​A Vida é muito mais fácil quando você não paga boletos


​O Adalberto era um filósofo de boteco, mas do tipo prático. Daqueles que não citam Heidegger, mas sabem exatamente quantos milímetros de espuma separam uma decepção de uma alegria. Estávamos no "Bar do Juvenal", o último reduto de resistência contra a gourmetização do amendoim, quando ele soltou a pérola, entre um gole e outro de uma loira gelada:

​— Sabe, a vida é muito mais fácil quando você não paga boletos.

​Olhei para ele por cima dos óculos. O Adalberto não era herdeiro, não tinha ganho na Mega-Sena e, até onde eu sabia, ainda habitava este plano físico sujeito às leis do Código Civil.

​— Magnífico, Adalberto. E como você sugere que a gente lide com a operadora de internet, energia elétrica e água? No sinal de fumaça? Ou voltamos ao escambo, trocando dois quilos de alcatra por uma hora de Netflix?

​Ele nem piscou.

​— Você não entendeu a metafísica da coisa. O problema não é o dinheiro. É o boleto. O boleto é um documento autoritário. Ele tem data, tem hora, tem código de barras e, acima de tudo, tem aquela linha pontilhada que parece uma guilhotina esperando o seu pescoço. O boleto é a prova material de que você não é dono do seu tempo.
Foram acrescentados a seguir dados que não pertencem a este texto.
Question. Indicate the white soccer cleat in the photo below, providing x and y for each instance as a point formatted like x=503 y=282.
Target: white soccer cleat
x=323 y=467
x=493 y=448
​— E você é dono do seu? — perguntei.

​— Sou. Porque eu decidi ignorar a existência deles. Eu entrei no estado de "Anestesia Financeira".

​Segundo o Adalberto, o segredo da felicidade não era a riqueza, mas a desconexão. Ele me explicou que passara a semana inteira sem abrir o aplicativo do banco e sem olhar a caixa de correio. Ele descreveu esses dias como uma "viagem ao Éden antes da serpente inventar o juros sobre juros".

​— Durante cinco dias — disse ele, entusiasmado — eu fui um homem livre. Comi pão na chapa sem pensar no trigo importado. Tomei banho quente sem calcular o Kw/h. O mundo lá fora estava em colapso, a inflação subia, o governo mudava, e eu... eu era um passarinho. Um passarinho sem CPF vinculado a dívidas ativas.

​— E o que aconteceu no sexto dia? — indaguei, já prevendo a tragédia.

​Adalberto suspirou, o brilho nos olhos murchando como um suflê que saiu do forno antes da hora.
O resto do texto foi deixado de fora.